Friday, July 15, 2011

Drug Resistant Gonorrhea Found

The last remaining, safe treatments for Gonorrhea are
becoming less effective as more resistant strains develop.

Wired Science has an article about Multidrug-Resistant strains of Gonorrhea, which are being found worldwide. The US Centers for Disease Control (CDC) released a report detailing the rising threat and rapidly decreasing number of treatment options available. From the Wired article:

“Now comes the CDC to say that, in a survey of gonorrhea (Neisseria gonorrhoeae) isolates from across the US between 2000 and 2010, the agency has spotted rising rates of decreasing susceptibility not only to cefixime, but also to ceftriaxone.
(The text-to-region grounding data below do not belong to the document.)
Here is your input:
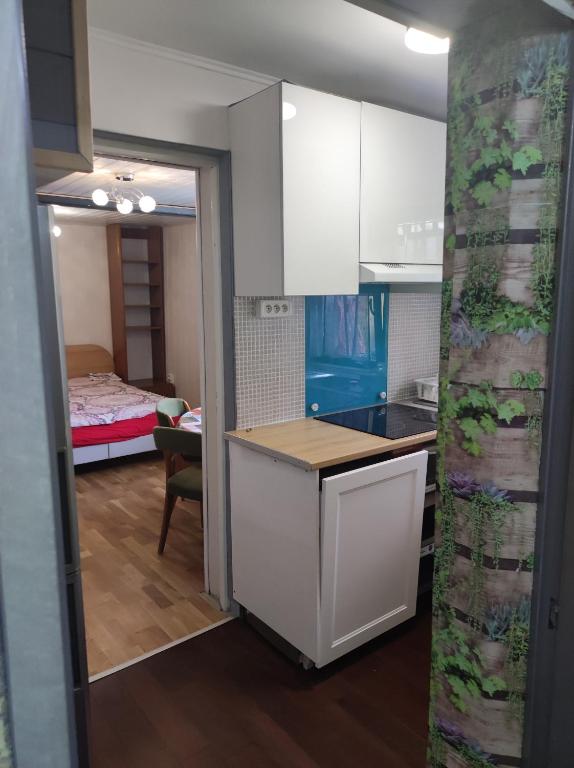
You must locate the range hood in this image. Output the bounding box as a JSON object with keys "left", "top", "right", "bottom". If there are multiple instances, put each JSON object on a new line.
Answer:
{"left": 360, "top": 262, "right": 443, "bottom": 284}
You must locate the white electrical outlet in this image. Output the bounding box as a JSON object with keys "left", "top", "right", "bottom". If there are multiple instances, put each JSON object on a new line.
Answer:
{"left": 167, "top": 373, "right": 175, "bottom": 384}
{"left": 255, "top": 299, "right": 293, "bottom": 318}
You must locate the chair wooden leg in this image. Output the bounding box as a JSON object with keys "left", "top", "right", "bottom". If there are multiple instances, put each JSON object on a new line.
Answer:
{"left": 158, "top": 493, "right": 177, "bottom": 554}
{"left": 199, "top": 501, "right": 203, "bottom": 530}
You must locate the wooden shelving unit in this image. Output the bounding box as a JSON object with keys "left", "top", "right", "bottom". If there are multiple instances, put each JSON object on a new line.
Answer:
{"left": 107, "top": 224, "right": 175, "bottom": 396}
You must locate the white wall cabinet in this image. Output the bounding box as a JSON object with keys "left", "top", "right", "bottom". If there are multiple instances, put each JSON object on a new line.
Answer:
{"left": 229, "top": 82, "right": 361, "bottom": 296}
{"left": 229, "top": 443, "right": 428, "bottom": 667}
{"left": 360, "top": 103, "right": 447, "bottom": 266}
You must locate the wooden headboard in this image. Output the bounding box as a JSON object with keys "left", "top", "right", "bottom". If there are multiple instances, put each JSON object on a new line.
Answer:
{"left": 66, "top": 345, "right": 115, "bottom": 378}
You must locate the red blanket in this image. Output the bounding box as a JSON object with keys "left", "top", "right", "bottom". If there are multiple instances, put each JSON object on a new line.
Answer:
{"left": 72, "top": 412, "right": 159, "bottom": 447}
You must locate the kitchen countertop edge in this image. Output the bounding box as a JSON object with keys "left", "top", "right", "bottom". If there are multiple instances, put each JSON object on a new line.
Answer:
{"left": 224, "top": 419, "right": 437, "bottom": 471}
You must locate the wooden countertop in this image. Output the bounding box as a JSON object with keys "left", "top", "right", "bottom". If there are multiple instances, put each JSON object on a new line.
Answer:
{"left": 224, "top": 417, "right": 436, "bottom": 471}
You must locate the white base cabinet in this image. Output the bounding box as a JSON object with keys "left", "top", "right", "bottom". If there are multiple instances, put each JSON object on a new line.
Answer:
{"left": 229, "top": 443, "right": 428, "bottom": 667}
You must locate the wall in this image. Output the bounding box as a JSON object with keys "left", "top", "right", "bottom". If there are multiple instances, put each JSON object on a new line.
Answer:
{"left": 88, "top": 29, "right": 275, "bottom": 150}
{"left": 234, "top": 297, "right": 305, "bottom": 428}
{"left": 164, "top": 221, "right": 202, "bottom": 405}
{"left": 0, "top": 631, "right": 11, "bottom": 768}
{"left": 429, "top": 18, "right": 570, "bottom": 768}
{"left": 233, "top": 290, "right": 441, "bottom": 428}
{"left": 54, "top": 223, "right": 113, "bottom": 354}
{"left": 387, "top": 289, "right": 441, "bottom": 401}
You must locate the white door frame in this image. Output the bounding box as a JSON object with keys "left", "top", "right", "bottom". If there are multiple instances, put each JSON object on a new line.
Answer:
{"left": 92, "top": 132, "right": 235, "bottom": 611}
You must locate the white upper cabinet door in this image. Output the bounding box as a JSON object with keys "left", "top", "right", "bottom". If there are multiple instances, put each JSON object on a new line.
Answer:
{"left": 229, "top": 82, "right": 360, "bottom": 296}
{"left": 318, "top": 451, "right": 428, "bottom": 667}
{"left": 360, "top": 103, "right": 447, "bottom": 265}
{"left": 281, "top": 83, "right": 360, "bottom": 295}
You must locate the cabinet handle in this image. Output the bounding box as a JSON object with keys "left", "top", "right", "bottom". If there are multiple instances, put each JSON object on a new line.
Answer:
{"left": 310, "top": 403, "right": 320, "bottom": 412}
{"left": 378, "top": 391, "right": 387, "bottom": 400}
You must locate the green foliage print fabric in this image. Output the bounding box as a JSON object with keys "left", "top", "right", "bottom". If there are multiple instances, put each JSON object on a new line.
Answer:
{"left": 429, "top": 17, "right": 570, "bottom": 768}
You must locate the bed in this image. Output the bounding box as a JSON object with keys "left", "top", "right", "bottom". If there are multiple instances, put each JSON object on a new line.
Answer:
{"left": 66, "top": 345, "right": 162, "bottom": 466}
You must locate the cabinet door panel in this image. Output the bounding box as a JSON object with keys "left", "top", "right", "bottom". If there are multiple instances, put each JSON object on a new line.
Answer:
{"left": 360, "top": 103, "right": 446, "bottom": 265}
{"left": 319, "top": 451, "right": 427, "bottom": 666}
{"left": 282, "top": 83, "right": 360, "bottom": 295}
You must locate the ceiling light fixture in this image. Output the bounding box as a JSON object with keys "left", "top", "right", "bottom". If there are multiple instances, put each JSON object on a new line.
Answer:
{"left": 91, "top": 188, "right": 109, "bottom": 206}
{"left": 90, "top": 172, "right": 157, "bottom": 215}
{"left": 52, "top": 225, "right": 62, "bottom": 238}
{"left": 404, "top": 27, "right": 450, "bottom": 55}
{"left": 138, "top": 195, "right": 157, "bottom": 213}
{"left": 116, "top": 197, "right": 134, "bottom": 215}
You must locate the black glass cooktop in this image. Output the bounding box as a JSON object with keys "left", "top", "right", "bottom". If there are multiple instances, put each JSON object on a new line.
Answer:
{"left": 315, "top": 403, "right": 437, "bottom": 440}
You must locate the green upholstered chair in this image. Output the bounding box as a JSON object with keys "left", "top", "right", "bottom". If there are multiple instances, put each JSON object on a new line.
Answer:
{"left": 156, "top": 397, "right": 191, "bottom": 428}
{"left": 153, "top": 426, "right": 202, "bottom": 554}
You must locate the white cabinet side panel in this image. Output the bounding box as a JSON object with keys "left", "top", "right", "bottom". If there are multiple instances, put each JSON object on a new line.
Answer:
{"left": 282, "top": 83, "right": 360, "bottom": 296}
{"left": 319, "top": 451, "right": 428, "bottom": 666}
{"left": 230, "top": 85, "right": 284, "bottom": 296}
{"left": 229, "top": 443, "right": 320, "bottom": 658}
{"left": 360, "top": 103, "right": 446, "bottom": 265}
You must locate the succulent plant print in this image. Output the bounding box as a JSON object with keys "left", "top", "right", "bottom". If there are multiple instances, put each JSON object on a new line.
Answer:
{"left": 447, "top": 472, "right": 482, "bottom": 499}
{"left": 429, "top": 14, "right": 571, "bottom": 768}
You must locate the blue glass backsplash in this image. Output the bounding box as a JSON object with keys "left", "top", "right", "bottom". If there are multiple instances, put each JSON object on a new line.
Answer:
{"left": 305, "top": 285, "right": 389, "bottom": 416}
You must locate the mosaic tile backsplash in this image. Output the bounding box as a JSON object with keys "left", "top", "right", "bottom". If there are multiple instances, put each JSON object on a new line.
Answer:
{"left": 387, "top": 289, "right": 442, "bottom": 402}
{"left": 234, "top": 297, "right": 305, "bottom": 428}
{"left": 233, "top": 290, "right": 441, "bottom": 429}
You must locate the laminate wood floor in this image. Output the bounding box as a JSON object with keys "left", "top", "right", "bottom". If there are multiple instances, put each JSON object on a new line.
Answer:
{"left": 75, "top": 455, "right": 225, "bottom": 677}
{"left": 90, "top": 609, "right": 431, "bottom": 768}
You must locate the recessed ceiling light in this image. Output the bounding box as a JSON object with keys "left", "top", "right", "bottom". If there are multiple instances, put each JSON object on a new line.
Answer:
{"left": 52, "top": 225, "right": 62, "bottom": 238}
{"left": 405, "top": 27, "right": 450, "bottom": 55}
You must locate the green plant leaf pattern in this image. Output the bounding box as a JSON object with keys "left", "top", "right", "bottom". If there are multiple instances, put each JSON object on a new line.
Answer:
{"left": 431, "top": 28, "right": 569, "bottom": 767}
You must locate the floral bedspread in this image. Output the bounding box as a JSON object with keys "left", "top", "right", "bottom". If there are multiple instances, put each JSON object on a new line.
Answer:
{"left": 68, "top": 373, "right": 162, "bottom": 427}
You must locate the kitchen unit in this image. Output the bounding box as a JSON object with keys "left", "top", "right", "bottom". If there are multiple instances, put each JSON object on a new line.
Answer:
{"left": 226, "top": 409, "right": 436, "bottom": 668}
{"left": 22, "top": 0, "right": 93, "bottom": 183}
{"left": 359, "top": 103, "right": 446, "bottom": 283}
{"left": 229, "top": 82, "right": 446, "bottom": 296}
{"left": 230, "top": 82, "right": 361, "bottom": 296}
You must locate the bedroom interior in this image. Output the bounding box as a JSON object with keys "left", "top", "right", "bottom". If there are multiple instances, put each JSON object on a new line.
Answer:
{"left": 37, "top": 157, "right": 227, "bottom": 678}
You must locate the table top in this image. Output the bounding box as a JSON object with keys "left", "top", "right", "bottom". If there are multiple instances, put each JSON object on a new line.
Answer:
{"left": 225, "top": 416, "right": 436, "bottom": 470}
{"left": 178, "top": 407, "right": 202, "bottom": 433}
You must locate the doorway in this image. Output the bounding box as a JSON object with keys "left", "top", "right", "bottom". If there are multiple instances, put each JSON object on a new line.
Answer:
{"left": 36, "top": 139, "right": 235, "bottom": 682}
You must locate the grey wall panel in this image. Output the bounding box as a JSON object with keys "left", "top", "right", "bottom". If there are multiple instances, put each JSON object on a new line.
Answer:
{"left": 0, "top": 0, "right": 79, "bottom": 766}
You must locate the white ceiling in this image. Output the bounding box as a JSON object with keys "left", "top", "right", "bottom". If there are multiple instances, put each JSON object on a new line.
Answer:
{"left": 39, "top": 156, "right": 197, "bottom": 209}
{"left": 88, "top": 0, "right": 448, "bottom": 120}
{"left": 51, "top": 205, "right": 192, "bottom": 227}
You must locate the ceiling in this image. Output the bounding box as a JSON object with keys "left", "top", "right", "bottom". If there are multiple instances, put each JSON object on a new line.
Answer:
{"left": 39, "top": 156, "right": 197, "bottom": 210}
{"left": 50, "top": 205, "right": 192, "bottom": 227}
{"left": 346, "top": 0, "right": 572, "bottom": 32}
{"left": 87, "top": 0, "right": 448, "bottom": 120}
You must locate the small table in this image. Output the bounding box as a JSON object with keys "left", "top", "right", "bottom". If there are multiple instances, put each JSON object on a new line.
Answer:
{"left": 178, "top": 407, "right": 202, "bottom": 433}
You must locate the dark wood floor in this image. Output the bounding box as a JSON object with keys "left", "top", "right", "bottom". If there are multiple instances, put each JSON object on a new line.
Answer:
{"left": 90, "top": 606, "right": 431, "bottom": 768}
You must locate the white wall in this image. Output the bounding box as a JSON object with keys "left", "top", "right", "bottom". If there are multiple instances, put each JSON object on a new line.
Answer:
{"left": 164, "top": 221, "right": 202, "bottom": 405}
{"left": 54, "top": 223, "right": 113, "bottom": 354}
{"left": 88, "top": 29, "right": 275, "bottom": 150}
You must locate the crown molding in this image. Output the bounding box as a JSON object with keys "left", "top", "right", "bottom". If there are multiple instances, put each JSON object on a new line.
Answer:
{"left": 89, "top": 27, "right": 278, "bottom": 86}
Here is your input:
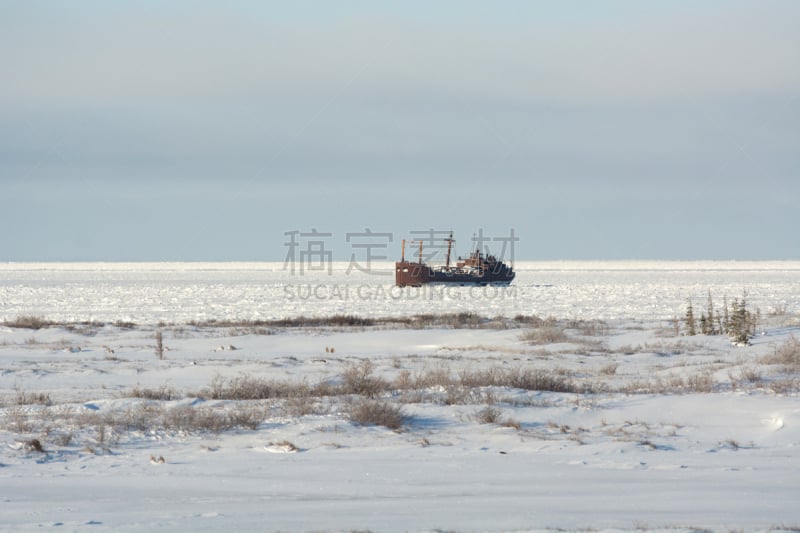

The increases are small — from 0.2% of about 5,900 isolates per year in 2000 to 1.4%  in 2010 for cefixime, and from 0.1% in 2000 to 0.3% in 2010 for ceftriaxone — but that they are occurring at all should ring an alarm bell.”

We have previously discussed anti-microbial resistance and this increasing problem. This particular increase in gonorrhea is scary because almost all of the primary treatments are showing greatly reduced efficacy. When people are treated for STDs like Gonorrhea, it is important that the treatment is both inexpensive (so clinics can afford to treat people) and as close to a one time treatment as possibe. If a patient has to do more to manage their own treatment (a full course of antibiotics, or multiple visits to a clinic), then the risks of incomplete treatments (causing even faster development of resistant strains) greatly increases. As we run out of effective treatments, less safe drugs may be the only treatment, but with greater risk of side effects.